国内再配達をなくす置き配バッグ「OKIPPA」(オキッパ)を提供するYper(イーパー、東京都渋谷区)は19日、自律走行搬送ロボット(AMR)の「LOMBY」(ロンビー)による中山間地域での宅配便と生鮮食品などの配送実験を10月25日から5日間、広島県北広島町で実施すると発表した。
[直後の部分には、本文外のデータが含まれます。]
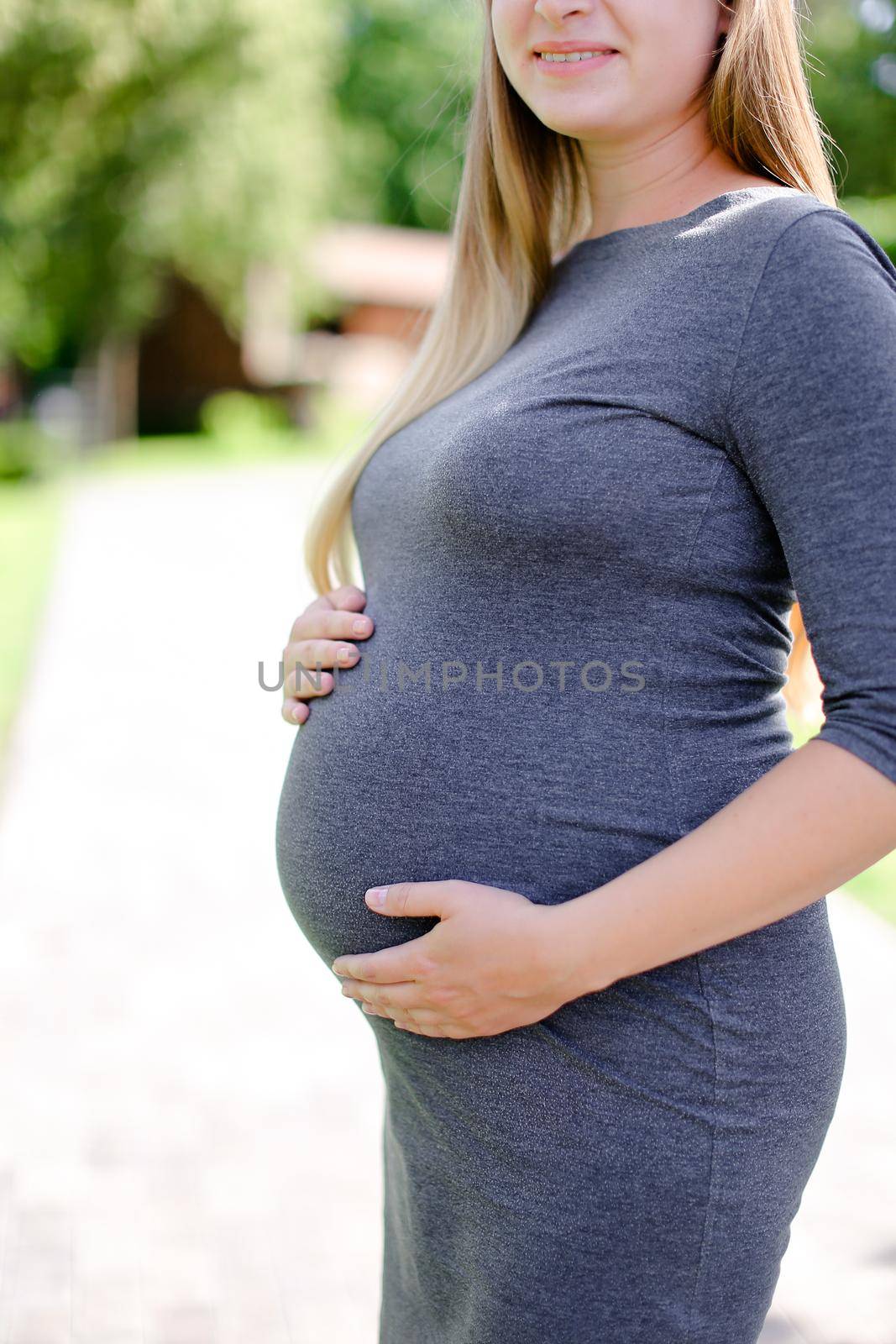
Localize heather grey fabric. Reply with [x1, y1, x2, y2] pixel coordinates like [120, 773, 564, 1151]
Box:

中山間地域におけるラストワンマイル輸送のあり方を検証することで、効率的で実効的な物流インフラの構築につなげる狙い。
消費スタイルの多様化や新型コロナウイルス感染症の拡大によりネット通販の市場規模は地方部でも急速に拡大している。一方で、人口が減少する中山間地域では宅配インフラの維持が課題となっている。今回の実証実験では、宅配サービスをAMRが担うことにより、地域事情に応じたラストワンマイル輸送の効率化を模索する意味合いがある。
実証実験で活用するLOMBYは、各種センサーの情報を統合して最適な配達ルートを自律走行する。AMRを既存システムと融合させてラストワンマイル配送に活用することで、宅配物と生鮮食品などなモノを自動で混載配送することで、離れた複数地点に設置されたステーションにあるボックス間配送の完全な自動化を図る。
今回の実証実験は、北広島町役場本庁正面玄関とショッピングセンターサンクス搬入口までの片道300メートルを1日4往復運行。ロボットの性能検証にとどまらず、中山間地域での物流の利便性を確保しながらAMRを新たな買い物支援として運用するための収益モデルの検証も行う。
地方発の物流DX化があってもいい
地方部での物流DX(デジタルトランスフォーメーション)化に向けた実証活動が広がりを見せている。Yperが広島県北広島町の中山間地域で実施するラストワンマイルのロボット配送実験も、こうした動きの一環だ。この北広島町にロボットによるラストワンマイル輸送が定着するかどうか。そこをゴールに設定した実証の機会となることを期待したい。
国土交通省や企業、各種団体が相次いでロボットによる自動配送システムのテストを全国で実施している。こうした取り組みは、本来は前向きに支援するべきなのだろうが、どうもロボットの性能試験としての位置付けから脱却できていない事例が目立つ気がしてならない。
今回のYperによる実証実験は、「新たなラストワンマイルインフラの構築」を目的に掲げている。今回は町役場と店舗を往復するルート設定だが、今回の実証結果を具体的に検証して、今後も継続してさらに実効的なトライアルを進めてほしい。複数の配送先を順番にめぐるなどの複雑な配送ルート巡回や、想定時間外の自動輸送など、高齢世帯の多い地域で本当に役立つ機能として定着するシステムの構築を現実的に進めるべきではないだろうか。